Throughout the processing, the class calculates the sums and squared sums of pixel values for images in the training dataset. These statistics enable the normalization of the dataset, ensuring consistent input across all training images. Finally, identifiers for the images designated to the training and validation datasets are saved, setting the stage for subsequent phases of model training and validation.

Python Codes

Importing Libraries

import pydicom
import cv2
import numpy as np
from pathlib import Path
from tqdm import tqdm
import pandas as pd

Defining PrepareData Class for data Preprocessing

class PrepareData:
def __init__(self, bbox_labels_path, training_labels_path, root_path, save_path):
# Load CSV files containing bounding box labels and training labels
self.bbox_labels = pd.read_csv(bbox_labels_path)
self.training_labels = pd.read_csv(training_labels_path)
self.root_path = Path(root_path)
self.save_path = Path(save_path)
self.sum_pixel_values, self.sum_squared_pixel_values = 0, 0
self.train_ids = []
self.val_ids = []
self.image_area = 512 * 512 # Assuming all images are resized to 512x512

@staticmethod
def apply_windowing(image, window_center, window_width):
# Apply windowing function to enhance the contrast in the image
lower_limit = window_center - (window_width / 2)
upper_limit = window_center + (window_width / 2)
windowed_image = np.clip(image, lower_limit, upper_limit)
# Normalize the image to the 16-bit range
windowed_image = (windowed_image - lower_limit) * (65535 / window_width)
return windowed_image.astype(np.uint16)

def prepare_data(self):
for counter, image_id in enumerate(tqdm(self.bbox_labels.Image)):
# Extract metadata for locating the DICOM file
row = self.training_labels[self.training_labels['SOPInstanceUID'] == image_id]
study_id = row['StudyInstanceUID'].values[0]
series_id = row['SeriesInstanceUID'].values[0]
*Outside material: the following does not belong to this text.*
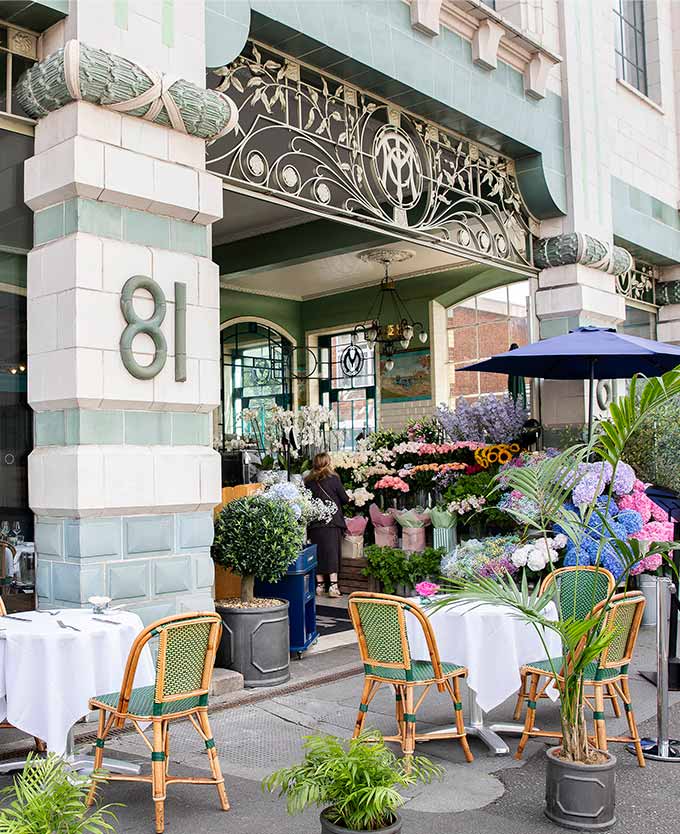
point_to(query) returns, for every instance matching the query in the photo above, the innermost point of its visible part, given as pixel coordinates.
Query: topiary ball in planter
(256, 538)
# Construct path to the DICOM file and load it
dcm_path = self.root_path / study_id / series_id / image_id
dcm_path = dcm_path.with_suffix(".dcm")
dcm = pydicom.read_file(dcm_path)
dcm_array = dcm.pixel_array

# Parameters for windowing function
window_center = -600
window_width = 1500

# Process image using windowing and normalization
windowed_image = self.apply_windowing(dcm_array, window_center, window_width)
normalized_image = (windowed_image / np.max(windowed_image)) * 65535
resized_image = cv2.resize(normalized_image.astype(np.uint16), (512, 512)).astype(np.float16)

# Determine if the image is part of the training or validation set
dataset_type = "train" if counter < 20000 else "val"
if dataset_type == "train":
self.train_ids.append(image_id)
else:
self.val_ids.append(image_id)

# Save the processed image
dataset_path = self.save_path / dataset_type
dataset_path.mkdir(parents=True, exist_ok=True)
np.save(dataset_path / image_id, resized_image)
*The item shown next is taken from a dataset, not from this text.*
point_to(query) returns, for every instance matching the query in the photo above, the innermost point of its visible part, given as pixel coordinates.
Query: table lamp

# Calculate image statistics if part of the training set
if dataset_type == "train":
self.sum_pixel_values += np.sum(resized_image) / self.image_area
self.sum_squared_pixel_values += np.sum(np.square(resized_image)) / self.image_area

# Save the list of training and validation IDs
np.save('../lungDetection/train_subjects.npy', self.train_ids)
np.save('../lungDetection/val_subjects.npy', self.val_ids)
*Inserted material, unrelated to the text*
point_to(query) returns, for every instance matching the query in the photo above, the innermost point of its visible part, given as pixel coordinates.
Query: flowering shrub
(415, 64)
return self.sum_pixel_values, self.sum_squared_pixel_values

This methodical approach ensures that the dataset is well-prepared for training deep learning models aimed at detecting lung regions in CT scans, effectively leveraging the detailed annotations provided in the bounding box CSV file.

After Data preparation, we need to implement a lung localization model using the prepared dataset, which involves several key steps, from setting up your model architecture to defining the training loop, and finally evaluating the model’s performance. However, Using PyTorch Lightning can streamline your model training process by abstracting a lot of boilerplate code involved in running a PyTorch model. This allows you to focus more on the experiment itself rather than the mechanics of the training loop.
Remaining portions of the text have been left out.